これまでまったく庭作業に関わってこなかった女官たちには分かりようがなかった。
事ここに至って、女官らはみな思うのだ。
「マーガレットさえいれば」、と。
♢
王城で起きたこれらの問題は、やがて貴族らの中でも大きな議題となっていた。
そしてその責任は、ベリンダ令嬢へとのしかかっていた。
島流し後、マーガレットの評価が勝手に上がるのとは反対に、それを実行したベリンダには批判が集まりだしていたのだ。
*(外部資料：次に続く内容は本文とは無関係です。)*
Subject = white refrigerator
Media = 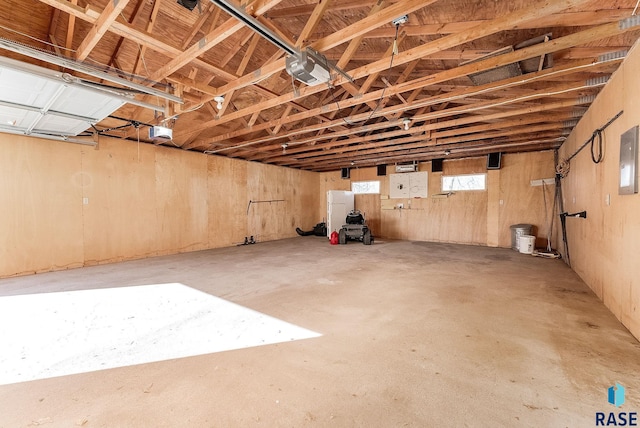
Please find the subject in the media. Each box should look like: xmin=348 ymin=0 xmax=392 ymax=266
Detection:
xmin=327 ymin=190 xmax=353 ymax=237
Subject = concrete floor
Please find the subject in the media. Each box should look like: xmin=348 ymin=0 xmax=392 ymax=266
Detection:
xmin=0 ymin=237 xmax=640 ymax=428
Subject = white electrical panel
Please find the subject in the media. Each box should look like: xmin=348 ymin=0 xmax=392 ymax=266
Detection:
xmin=389 ymin=172 xmax=429 ymax=199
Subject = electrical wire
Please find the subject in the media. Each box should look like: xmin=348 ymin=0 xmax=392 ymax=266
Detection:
xmin=556 ymin=110 xmax=624 ymax=178
xmin=0 ymin=24 xmax=77 ymax=53
xmin=328 ymin=23 xmax=400 ymax=125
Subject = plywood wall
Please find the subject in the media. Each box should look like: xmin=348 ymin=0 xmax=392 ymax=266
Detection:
xmin=320 ymin=151 xmax=554 ymax=247
xmin=0 ymin=134 xmax=320 ymax=277
xmin=0 ymin=135 xmax=87 ymax=274
xmin=560 ymin=41 xmax=640 ymax=339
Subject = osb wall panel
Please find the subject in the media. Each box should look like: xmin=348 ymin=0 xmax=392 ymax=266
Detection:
xmin=81 ymin=138 xmax=160 ymax=265
xmin=246 ymin=160 xmax=319 ymax=241
xmin=0 ymin=134 xmax=83 ymax=276
xmin=155 ymin=147 xmax=209 ymax=254
xmin=498 ymin=151 xmax=558 ymax=248
xmin=208 ymin=156 xmax=250 ymax=247
xmin=351 ymin=168 xmax=384 ymax=237
xmin=0 ymin=135 xmax=320 ymax=277
xmin=320 ymin=152 xmax=553 ymax=247
xmin=560 ymin=41 xmax=640 ymax=339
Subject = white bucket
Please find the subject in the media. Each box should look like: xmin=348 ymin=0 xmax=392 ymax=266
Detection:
xmin=518 ymin=235 xmax=536 ymax=254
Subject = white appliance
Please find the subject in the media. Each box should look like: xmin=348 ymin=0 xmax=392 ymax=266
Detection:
xmin=327 ymin=190 xmax=354 ymax=237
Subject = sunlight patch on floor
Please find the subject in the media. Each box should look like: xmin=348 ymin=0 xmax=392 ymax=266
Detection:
xmin=0 ymin=283 xmax=321 ymax=385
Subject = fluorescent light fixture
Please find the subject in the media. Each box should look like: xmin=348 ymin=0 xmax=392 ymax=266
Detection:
xmin=0 ymin=283 xmax=321 ymax=385
xmin=0 ymin=58 xmax=131 ymax=137
xmin=0 ymin=37 xmax=184 ymax=104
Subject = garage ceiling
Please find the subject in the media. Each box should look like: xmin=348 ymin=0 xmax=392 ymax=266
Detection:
xmin=0 ymin=0 xmax=640 ymax=171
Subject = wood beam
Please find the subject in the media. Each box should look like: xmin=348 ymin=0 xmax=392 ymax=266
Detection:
xmin=76 ymin=0 xmax=129 ymax=61
xmin=295 ymin=0 xmax=331 ymax=48
xmin=184 ymin=18 xmax=633 ymax=148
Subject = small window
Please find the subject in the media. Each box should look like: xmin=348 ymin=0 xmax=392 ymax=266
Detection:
xmin=442 ymin=174 xmax=487 ymax=192
xmin=351 ymin=181 xmax=380 ymax=195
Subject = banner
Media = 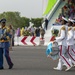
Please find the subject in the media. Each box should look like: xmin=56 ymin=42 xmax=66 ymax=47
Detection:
xmin=43 ymin=0 xmax=57 ymax=15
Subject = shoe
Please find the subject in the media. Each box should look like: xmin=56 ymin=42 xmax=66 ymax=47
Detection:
xmin=9 ymin=64 xmax=14 ymax=69
xmin=65 ymin=67 xmax=72 ymax=71
xmin=53 ymin=67 xmax=62 ymax=71
xmin=0 ymin=67 xmax=4 ymax=70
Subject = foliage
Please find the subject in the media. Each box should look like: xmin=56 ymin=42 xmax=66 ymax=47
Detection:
xmin=52 ymin=29 xmax=59 ymax=36
xmin=23 ymin=30 xmax=31 ymax=36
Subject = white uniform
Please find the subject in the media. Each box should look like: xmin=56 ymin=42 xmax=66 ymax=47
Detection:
xmin=67 ymin=27 xmax=75 ymax=64
xmin=56 ymin=25 xmax=72 ymax=69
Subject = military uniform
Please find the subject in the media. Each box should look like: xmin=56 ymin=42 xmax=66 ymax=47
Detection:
xmin=0 ymin=19 xmax=13 ymax=69
xmin=67 ymin=27 xmax=75 ymax=65
xmin=54 ymin=25 xmax=72 ymax=71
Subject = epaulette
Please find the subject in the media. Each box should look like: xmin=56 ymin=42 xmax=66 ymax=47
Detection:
xmin=61 ymin=26 xmax=65 ymax=30
xmin=68 ymin=27 xmax=72 ymax=31
xmin=73 ymin=27 xmax=75 ymax=30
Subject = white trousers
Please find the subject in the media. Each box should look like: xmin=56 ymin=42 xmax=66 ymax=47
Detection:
xmin=59 ymin=45 xmax=72 ymax=67
xmin=68 ymin=45 xmax=75 ymax=64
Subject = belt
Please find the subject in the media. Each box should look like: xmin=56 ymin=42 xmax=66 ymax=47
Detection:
xmin=0 ymin=40 xmax=9 ymax=42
『マーガレットが王女を操ろうとしていた』という嘘も、『権力を握りたかった』という本音も、一部の人間には感づかれ始めていた。
そんななか、ベリンダは自ら王城へと赴く。
失地を回復するためにはもう、自ら問題を解決するほかなかったのだ。
「べ、ベリンダ様!!」
突然の、公爵令嬢の来訪だ。
震えながら迎える女官たちに、ベリンダは冷たい視線をくれてやる。
「まったく、どいつもこいつも使えない……!! 虫とか草とか、しょうもない。そんなことでわたくしの手をわずらわせないで」
……こうは言ったものの、ベリンダははなから自分がなにか手を加えるつもりはなかった。
たかが庭だと、高をくくっていたためである。
ベリンダは、何人かの火属性魔法スキルを持った人間を伴ってきていた。
彼女は彼らに命じて、植物魔、害虫ともども焼き払わせる。
「ふんっ、なーんだ。これくらいで終わる話なら、最初からこうしておけばよかったじゃない。あとは、新しい植物魔と、花壇の花を手配すれば終わりね」
荒っぽい策ではあったが、一応はこれで片が付いた。
そう思って女官たちもみな安堵していたのだが、しかし。
その害虫は魔素を食べて育つ性質があり、火属性の魔力を蓄えたことにより、燃え尽きるどころか増殖。
一方の植物魔は、焼かれた怒りから荒れ狂う。
地下に残ったわずかな根から急成長したうえに制御が全く効かず、挙句には人を襲うまでになった。
そのときは、女官一人の被害であったが……これでもし王族の者が襲われていたら、大ごとだ。
やがて、ベリンダはこれらの失態について糾弾されることになるのだった。